Wir verlassen Grandas de Salime, steigen hinauf nach Cereixeira und durchqueren Weiden, die sich mit Eichenwäldern abwechseln, um Castro zu erreichen, eine kleine Enklave mit viel Charme, in der sich eine der zahlreichen Herbergen auf dem Camino befindet.
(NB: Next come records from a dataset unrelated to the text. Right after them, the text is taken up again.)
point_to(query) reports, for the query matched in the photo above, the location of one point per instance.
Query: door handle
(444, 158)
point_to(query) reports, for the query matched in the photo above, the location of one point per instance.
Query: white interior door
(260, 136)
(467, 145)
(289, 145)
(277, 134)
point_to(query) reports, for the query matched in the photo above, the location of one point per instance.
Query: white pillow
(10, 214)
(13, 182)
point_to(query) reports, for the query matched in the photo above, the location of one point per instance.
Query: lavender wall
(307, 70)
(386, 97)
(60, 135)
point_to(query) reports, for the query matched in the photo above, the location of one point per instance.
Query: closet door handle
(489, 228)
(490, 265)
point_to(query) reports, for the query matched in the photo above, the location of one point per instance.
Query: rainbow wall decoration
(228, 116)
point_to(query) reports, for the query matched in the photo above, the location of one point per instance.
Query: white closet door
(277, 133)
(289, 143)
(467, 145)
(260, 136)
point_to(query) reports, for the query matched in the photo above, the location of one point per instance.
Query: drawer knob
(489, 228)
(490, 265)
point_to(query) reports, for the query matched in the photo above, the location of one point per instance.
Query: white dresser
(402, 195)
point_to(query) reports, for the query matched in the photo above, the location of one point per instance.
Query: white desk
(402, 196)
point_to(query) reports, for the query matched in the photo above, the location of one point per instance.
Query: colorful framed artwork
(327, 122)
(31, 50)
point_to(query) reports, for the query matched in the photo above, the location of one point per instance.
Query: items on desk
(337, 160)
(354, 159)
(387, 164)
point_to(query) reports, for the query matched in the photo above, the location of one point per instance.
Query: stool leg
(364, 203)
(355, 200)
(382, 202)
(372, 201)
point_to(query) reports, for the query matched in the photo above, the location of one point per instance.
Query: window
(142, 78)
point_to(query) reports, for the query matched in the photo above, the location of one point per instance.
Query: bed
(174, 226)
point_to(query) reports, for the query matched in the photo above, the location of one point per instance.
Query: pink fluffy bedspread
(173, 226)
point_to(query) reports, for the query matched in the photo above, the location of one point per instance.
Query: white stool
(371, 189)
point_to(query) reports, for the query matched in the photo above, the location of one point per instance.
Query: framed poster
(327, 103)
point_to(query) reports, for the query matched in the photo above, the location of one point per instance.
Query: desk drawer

Um nach Castro zu gelangen, müssen wir leicht von der Straße abbiegen und eine kurze Rampe hinauffahren, die uns ins Dorf führt. Chao Samartín ist einer der wichtigsten Orte, um den Ursprung des Phänomens "Castreño" im Nordwesten der Halbinsel, die Entwicklung der Menschen, die in seinen Mauern lebten, und ihre Beziehungen zu anderen Völkern zu verstehen. Der Ursprung von Chao Samartín als menschliche Siedlung geht auf die Bronzezeit zurück, als um 800 v. Chr. eine erste befestigte Anlage auf der oberen Esplanade errichtet wurde. Während der Eisenzeit wurden die Verteidigungsanlagen mehrmals erneuert, und in der Römerzeit wurde die Stadt zu einer blühenden Verwaltungshauptstadt, bis ein Erdbeben die Siedlung im zweiten Jahrhundert nach Christus zerstörte. Jh. n. Chr. zerstörte. Im nahegelegenen Museo Castro de Chao Samartín kann man ein Muster der Anlage besichtigen und einen Besuch vereinbaren.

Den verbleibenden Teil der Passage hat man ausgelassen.